The UN’s International Telecommunications Union continues its in-camera campaign to wrest control of the internet from all other organizations with a new policy designed to please intrusive and authoritarian governments worldwide:
The telecommunications standards arm of the U.N. has quietly endorsed the standardization of technologies that could give governments and companies the ability to sift through all of an Internet user’s traffic – including emails, banking transactions, and voice calls – without adequate privacy safeguards. The move suggests that some governments hope for a world where even encrypted communications may not be safe from prying eyes.

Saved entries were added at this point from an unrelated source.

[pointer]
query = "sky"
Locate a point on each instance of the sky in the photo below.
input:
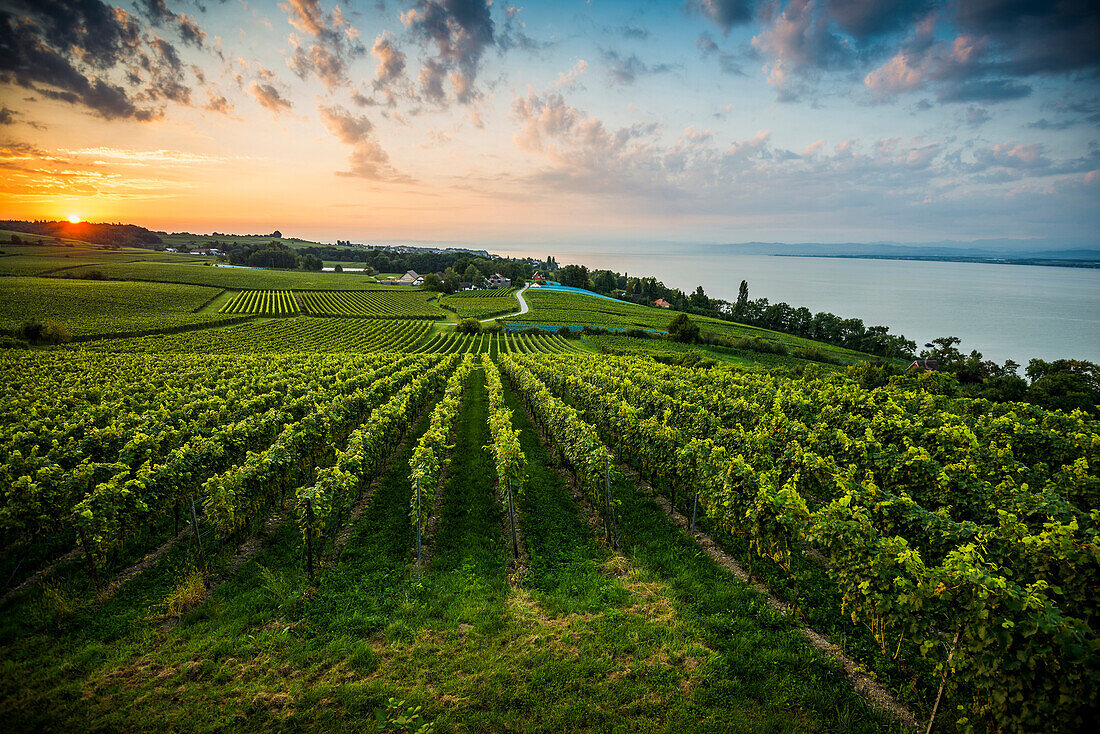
(486, 122)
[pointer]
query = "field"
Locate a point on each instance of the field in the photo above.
(285, 336)
(305, 523)
(404, 304)
(548, 307)
(96, 307)
(481, 304)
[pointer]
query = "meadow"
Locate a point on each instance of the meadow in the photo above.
(369, 522)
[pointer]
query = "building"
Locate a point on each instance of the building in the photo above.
(924, 365)
(410, 277)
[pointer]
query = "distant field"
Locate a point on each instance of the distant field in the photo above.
(100, 307)
(287, 335)
(743, 358)
(402, 303)
(238, 278)
(481, 304)
(550, 307)
(449, 342)
(209, 240)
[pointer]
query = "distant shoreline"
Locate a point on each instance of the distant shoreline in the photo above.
(947, 259)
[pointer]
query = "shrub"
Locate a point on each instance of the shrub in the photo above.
(683, 329)
(469, 326)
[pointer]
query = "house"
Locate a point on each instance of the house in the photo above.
(924, 365)
(410, 277)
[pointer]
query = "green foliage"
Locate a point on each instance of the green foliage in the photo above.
(683, 329)
(469, 326)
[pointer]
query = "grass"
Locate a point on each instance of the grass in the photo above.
(102, 307)
(572, 308)
(656, 639)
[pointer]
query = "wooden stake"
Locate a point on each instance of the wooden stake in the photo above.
(195, 527)
(418, 522)
(512, 518)
(87, 554)
(943, 681)
(309, 537)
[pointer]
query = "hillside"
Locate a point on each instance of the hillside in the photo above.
(292, 500)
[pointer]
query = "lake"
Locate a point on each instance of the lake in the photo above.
(1004, 311)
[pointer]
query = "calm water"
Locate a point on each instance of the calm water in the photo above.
(1004, 311)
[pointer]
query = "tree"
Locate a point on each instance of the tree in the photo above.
(473, 276)
(469, 326)
(575, 276)
(432, 282)
(1065, 385)
(604, 281)
(451, 281)
(743, 298)
(683, 329)
(699, 299)
(311, 263)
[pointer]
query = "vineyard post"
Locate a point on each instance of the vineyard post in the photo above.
(943, 681)
(195, 527)
(607, 500)
(309, 537)
(611, 501)
(418, 524)
(87, 554)
(512, 518)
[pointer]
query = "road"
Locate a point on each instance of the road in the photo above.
(523, 306)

At the core of this development is the adoption of a proposed international standard that outlines requirements for a technology known as “Deep Packet Inspection” (DPI). As we’ve noted several times before, depending on how it is used, DPI has the potential to be extremely privacy-invasive, to defy user expectations, and to facilitate wiretapping.
[. . .]
The ITU-T DPI standard holds very little in reserve when it comes to privacy invasion. For example, the document optionally requires DPI systems to support inspection of encrypted traffic “in case of a local availability of the used encryption key(s).” It’s not entirely clear under what circumstances ISPs might have access to such keys, but in any event the very notion of decrypting the users’ traffic (quite possibly against their will) is antithetical to most norms, policies, and laws concerning privacy of communications. In discussing IPSec, an end-to-end encryption technology that obscures all traffic content, the document notes that “aspects related to application identification are for further study” – as if some future work may be dedicated to somehow breaking or circumventing IPSec.

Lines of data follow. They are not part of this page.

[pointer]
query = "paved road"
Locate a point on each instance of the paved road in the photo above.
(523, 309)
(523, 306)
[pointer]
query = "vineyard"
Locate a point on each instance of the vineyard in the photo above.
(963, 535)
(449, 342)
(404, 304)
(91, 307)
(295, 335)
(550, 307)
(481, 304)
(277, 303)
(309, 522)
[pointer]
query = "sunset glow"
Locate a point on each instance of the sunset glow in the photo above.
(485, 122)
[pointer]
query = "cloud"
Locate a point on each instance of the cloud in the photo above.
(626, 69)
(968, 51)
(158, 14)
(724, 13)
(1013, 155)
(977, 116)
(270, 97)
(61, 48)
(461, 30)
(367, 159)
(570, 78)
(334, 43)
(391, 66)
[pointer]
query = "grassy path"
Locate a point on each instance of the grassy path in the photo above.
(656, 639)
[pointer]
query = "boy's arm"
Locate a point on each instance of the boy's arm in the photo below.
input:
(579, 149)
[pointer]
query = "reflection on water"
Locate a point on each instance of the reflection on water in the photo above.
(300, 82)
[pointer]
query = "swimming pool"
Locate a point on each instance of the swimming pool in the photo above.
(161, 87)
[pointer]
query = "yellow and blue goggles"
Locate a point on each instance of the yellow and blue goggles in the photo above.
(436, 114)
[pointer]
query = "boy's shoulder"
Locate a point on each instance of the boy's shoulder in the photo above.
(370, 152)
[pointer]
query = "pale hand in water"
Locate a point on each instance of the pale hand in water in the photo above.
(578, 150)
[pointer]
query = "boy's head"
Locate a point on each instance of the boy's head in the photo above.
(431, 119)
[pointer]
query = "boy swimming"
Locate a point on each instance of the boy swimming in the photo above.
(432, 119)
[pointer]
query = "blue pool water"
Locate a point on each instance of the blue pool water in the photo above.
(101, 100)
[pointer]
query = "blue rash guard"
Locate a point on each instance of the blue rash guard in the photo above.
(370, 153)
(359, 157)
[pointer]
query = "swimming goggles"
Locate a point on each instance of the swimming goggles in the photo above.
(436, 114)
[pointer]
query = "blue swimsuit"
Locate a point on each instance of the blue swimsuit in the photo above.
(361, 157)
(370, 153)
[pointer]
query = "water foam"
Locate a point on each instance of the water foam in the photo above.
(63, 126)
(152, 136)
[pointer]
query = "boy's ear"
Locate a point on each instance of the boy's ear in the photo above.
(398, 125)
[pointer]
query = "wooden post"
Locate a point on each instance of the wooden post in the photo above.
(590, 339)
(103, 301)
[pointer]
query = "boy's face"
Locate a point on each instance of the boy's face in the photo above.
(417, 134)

Several global standards bodies, including the IETF and W3C, have launched initiatives to incorporate privacy considerations into their work. In fact, the IETF has long had a policy of not considering technical requirements for wiretapping in its work, taking the seemingly opposite approach to the ITU-T DPI document, as Germany pointed out in voicing its opposition to the ITU-T standard earlier this year. The ITU-T standard barely acknowledges that DPI has privacy implications, let alone does it provide a thorough analysis of how the potential privacy threats associated with the technology might be mitigated.

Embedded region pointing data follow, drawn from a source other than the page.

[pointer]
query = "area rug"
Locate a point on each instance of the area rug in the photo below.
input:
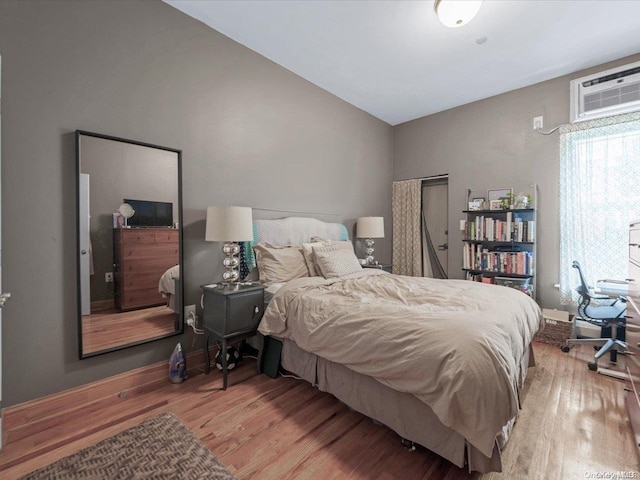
(158, 448)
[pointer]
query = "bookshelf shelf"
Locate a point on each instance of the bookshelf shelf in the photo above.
(499, 246)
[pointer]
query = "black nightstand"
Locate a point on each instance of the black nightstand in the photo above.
(231, 313)
(386, 268)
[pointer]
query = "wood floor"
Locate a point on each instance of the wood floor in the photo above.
(109, 328)
(573, 424)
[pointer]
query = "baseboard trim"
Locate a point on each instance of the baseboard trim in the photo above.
(67, 400)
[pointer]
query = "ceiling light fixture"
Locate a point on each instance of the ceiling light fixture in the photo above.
(456, 13)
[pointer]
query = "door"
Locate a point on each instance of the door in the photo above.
(435, 235)
(3, 296)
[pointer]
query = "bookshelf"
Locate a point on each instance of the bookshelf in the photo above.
(499, 247)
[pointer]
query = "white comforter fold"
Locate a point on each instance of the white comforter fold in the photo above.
(454, 344)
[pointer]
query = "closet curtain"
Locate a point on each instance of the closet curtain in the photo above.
(406, 211)
(599, 196)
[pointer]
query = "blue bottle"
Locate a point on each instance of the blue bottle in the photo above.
(177, 365)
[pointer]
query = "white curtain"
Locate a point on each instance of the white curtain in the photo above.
(406, 210)
(599, 196)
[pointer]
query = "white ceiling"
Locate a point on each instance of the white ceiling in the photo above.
(396, 61)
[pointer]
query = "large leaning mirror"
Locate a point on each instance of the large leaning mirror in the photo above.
(129, 243)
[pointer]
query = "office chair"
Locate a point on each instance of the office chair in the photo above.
(609, 316)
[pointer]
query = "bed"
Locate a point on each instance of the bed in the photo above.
(440, 362)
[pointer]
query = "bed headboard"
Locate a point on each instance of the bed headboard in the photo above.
(296, 231)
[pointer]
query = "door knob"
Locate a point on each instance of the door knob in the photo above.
(3, 298)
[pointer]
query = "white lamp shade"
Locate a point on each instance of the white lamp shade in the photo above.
(456, 13)
(229, 224)
(370, 227)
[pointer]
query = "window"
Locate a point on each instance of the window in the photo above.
(599, 196)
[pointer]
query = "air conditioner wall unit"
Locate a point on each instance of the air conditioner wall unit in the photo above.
(607, 93)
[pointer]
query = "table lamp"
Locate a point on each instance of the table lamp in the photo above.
(229, 225)
(370, 228)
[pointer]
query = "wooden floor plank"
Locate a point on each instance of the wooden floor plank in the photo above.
(573, 423)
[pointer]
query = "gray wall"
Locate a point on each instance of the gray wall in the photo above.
(252, 133)
(491, 144)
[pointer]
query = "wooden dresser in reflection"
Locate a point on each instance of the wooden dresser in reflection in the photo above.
(633, 330)
(141, 256)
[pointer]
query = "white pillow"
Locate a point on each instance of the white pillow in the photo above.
(307, 251)
(279, 264)
(336, 260)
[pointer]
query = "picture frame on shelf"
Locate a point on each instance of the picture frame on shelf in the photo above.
(480, 201)
(475, 205)
(496, 205)
(503, 194)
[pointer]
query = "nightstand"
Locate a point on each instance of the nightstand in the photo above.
(386, 268)
(230, 313)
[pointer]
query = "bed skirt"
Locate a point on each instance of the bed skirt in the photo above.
(402, 412)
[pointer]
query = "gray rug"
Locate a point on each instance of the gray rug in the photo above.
(159, 448)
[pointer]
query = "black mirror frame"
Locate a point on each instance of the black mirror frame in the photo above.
(180, 295)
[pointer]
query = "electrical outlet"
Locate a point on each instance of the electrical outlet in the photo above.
(190, 314)
(538, 122)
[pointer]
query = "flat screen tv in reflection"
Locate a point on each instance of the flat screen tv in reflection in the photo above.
(150, 214)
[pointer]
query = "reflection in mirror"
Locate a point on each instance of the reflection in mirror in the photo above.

These aspects of the ITU-T Recommendation are troubling in light of calls from Russia and a number of Middle Eastern countries to make ITU-T Recommendations mandatory for Internet technology companies and network operators to build into their products. Mandatory standards are a bad idea even when they are well designed. Forcing the world’s technology companies to adopt standards developed in a body that fails to conduct rigorous privacy analysis could have dire global consequences for online trust and users’ rights.